Introduction Pituitary growth hormone-secreting (GH) pituitary adenomas (PAs) cause mass effects and dysregulated hypersecretion of GH. However, somatic mutation burden is low in PAs. While progress has been made in identifying the epigenetic changes involved in GH-PA initiation, the precise details of its tumorigenesis in GH-PA patients remains to be elucidated. As N-6-methyladenosine (m(6)A) has been shown to often play a critical role in various tumors, it represents a possible initiation point for the tumorigenesis of pituitary adenomas.

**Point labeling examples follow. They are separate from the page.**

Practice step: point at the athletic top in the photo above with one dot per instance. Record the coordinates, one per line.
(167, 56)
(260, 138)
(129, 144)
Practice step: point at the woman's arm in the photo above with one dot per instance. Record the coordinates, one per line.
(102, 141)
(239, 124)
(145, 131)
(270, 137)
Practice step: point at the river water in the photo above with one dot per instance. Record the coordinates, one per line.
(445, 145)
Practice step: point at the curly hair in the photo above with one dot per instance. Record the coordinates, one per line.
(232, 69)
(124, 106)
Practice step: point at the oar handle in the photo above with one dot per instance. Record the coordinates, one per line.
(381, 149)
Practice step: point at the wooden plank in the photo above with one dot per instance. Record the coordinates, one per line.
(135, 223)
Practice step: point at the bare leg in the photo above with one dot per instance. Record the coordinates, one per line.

However, the role of RNA methylation in GH adenomas remains unclear. Methods Protein expression of m(6)A regulators was measured by immunohistochemistry. Global levels and distribution of m(6)A methylation were separately analyzed by m(6)A enzyme-linked immunosorbent assay and m(6)A sequencing (m(6)A-seq). RNA interference and lentivirus knockdown system were used to investigate the role of methyltransferase-like 3 (METTL3) and its m(6)A- dependent regulatory mechanism in tumor progression and GH secretion. Results We show that both METTL3 messenger RNA and protein expression are elevated in GH-PA samples when compared with both normal pituitary tissue specimens and nonsecreting pituitary adenomas. Levels of m(6)A modification increased in GH-PAs, and hypermethylated RNAs are involved in hormone secretion and cell development. Knockdown of METTL3 in GH3 cell line resulted in decreased cell growth and GH secretion. Importantly, we found that GNAS and GADD45 gamma act as the downstream targets in this process. Conclusion Our findings strongly suggest that m(6)A methyltransferase METTL3 promotes tumor growth and hormone secretion by increasing expression of GNAS and GADD45 gamma in a m(6)A-dependent manner. Thus, METTL3 and the methylated RNAs constitute suitable targets for clinical treatment of GH-PAs.